To sum up, in order to compare the advantages of SPEKF-SOGI and SEPLL schemes, A-phase faults such as open circuit, DC bias, gain, and odd harmonics are verified on the induction motor experiment platform shown in Figure 7. The experimental results show that when the first three faults occur, both SPEKF-DSOGI and SEPLL solutions accurately reconstruct β-axis current and estimate motor speed. However, when an odd harmonic fault occurs in A-phase, the β-axis current reconstructed by SEPLL contains harmonic components, and the motor speed estimation is not accurate. The test results suggest that satisfactory performance and robustness against disturbances are achieved by using the proposed current sensor FTC scheme.

6. Conclusions

This paper proposed a current sensor fault-tolerant control strategy suitable for speed-sensorless vector control systems of IMs, addressing the accuracy of motor speed estimation posed by any current sensor fault in a speed-sensorless IM vector control system. The conclusions were drawn as follows:

(1)

The SPRT method was used to determine whether a current sensor had gone wrong. Then, the expression of the estimated value of the current innovation was modified based on the principle of the sliding window function, improving the accuracy of the SPRT in diagnosing current sensor faults.

(2)

A fault-tolerant strategy for inductive motors installed with two current sensors in two phases was proposed.
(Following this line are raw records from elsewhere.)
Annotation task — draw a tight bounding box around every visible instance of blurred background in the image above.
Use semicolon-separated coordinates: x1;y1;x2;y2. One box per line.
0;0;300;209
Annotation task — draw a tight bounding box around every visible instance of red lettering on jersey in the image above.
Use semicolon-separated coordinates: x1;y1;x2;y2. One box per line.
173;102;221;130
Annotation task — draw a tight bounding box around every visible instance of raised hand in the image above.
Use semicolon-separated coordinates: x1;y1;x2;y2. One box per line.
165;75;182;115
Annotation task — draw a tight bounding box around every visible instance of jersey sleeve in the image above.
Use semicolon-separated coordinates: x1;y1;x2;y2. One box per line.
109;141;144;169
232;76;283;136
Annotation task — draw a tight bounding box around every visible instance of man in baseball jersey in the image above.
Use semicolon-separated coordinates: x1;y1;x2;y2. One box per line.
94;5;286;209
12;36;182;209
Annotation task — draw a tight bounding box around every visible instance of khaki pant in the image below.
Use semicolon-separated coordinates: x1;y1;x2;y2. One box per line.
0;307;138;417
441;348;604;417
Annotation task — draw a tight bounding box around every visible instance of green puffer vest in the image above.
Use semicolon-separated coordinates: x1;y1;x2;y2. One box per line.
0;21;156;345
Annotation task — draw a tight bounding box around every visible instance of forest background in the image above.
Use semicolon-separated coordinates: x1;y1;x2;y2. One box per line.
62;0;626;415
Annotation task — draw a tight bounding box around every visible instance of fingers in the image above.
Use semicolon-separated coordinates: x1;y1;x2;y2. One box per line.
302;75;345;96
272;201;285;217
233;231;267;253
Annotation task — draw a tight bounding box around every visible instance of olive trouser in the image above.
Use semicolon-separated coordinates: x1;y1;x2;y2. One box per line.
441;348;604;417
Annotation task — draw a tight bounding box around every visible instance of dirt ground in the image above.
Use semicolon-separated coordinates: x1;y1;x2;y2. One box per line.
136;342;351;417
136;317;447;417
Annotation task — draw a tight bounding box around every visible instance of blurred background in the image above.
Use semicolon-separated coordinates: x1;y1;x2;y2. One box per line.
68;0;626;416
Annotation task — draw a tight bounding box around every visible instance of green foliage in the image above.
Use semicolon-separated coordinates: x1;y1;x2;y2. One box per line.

A DSOGI was used to reconstruct faulty current information based on the concept of coordinate translation, providing accurate current information for the speed estimation scheme based on the EKF. When the current sensor of a certain phase experiences a fault, such as an open circuit, DC bias, or odd harmonic, the high-precision current sensor fault-tolerant control scheme for the IM speed-sensorless control system handles the fault and ensures the stable operation of the motor.

(3)

The results of a series of experiments conducted on a 3 kW induction motor experimental platform demonstrated that the proposed algorithm can ensure the accurate estimation of motor speed in various working conditions of inductive motors, including normal operation, an open circuit of the current sensor in a single phase, DC bias, gain, odd harmonics, etc.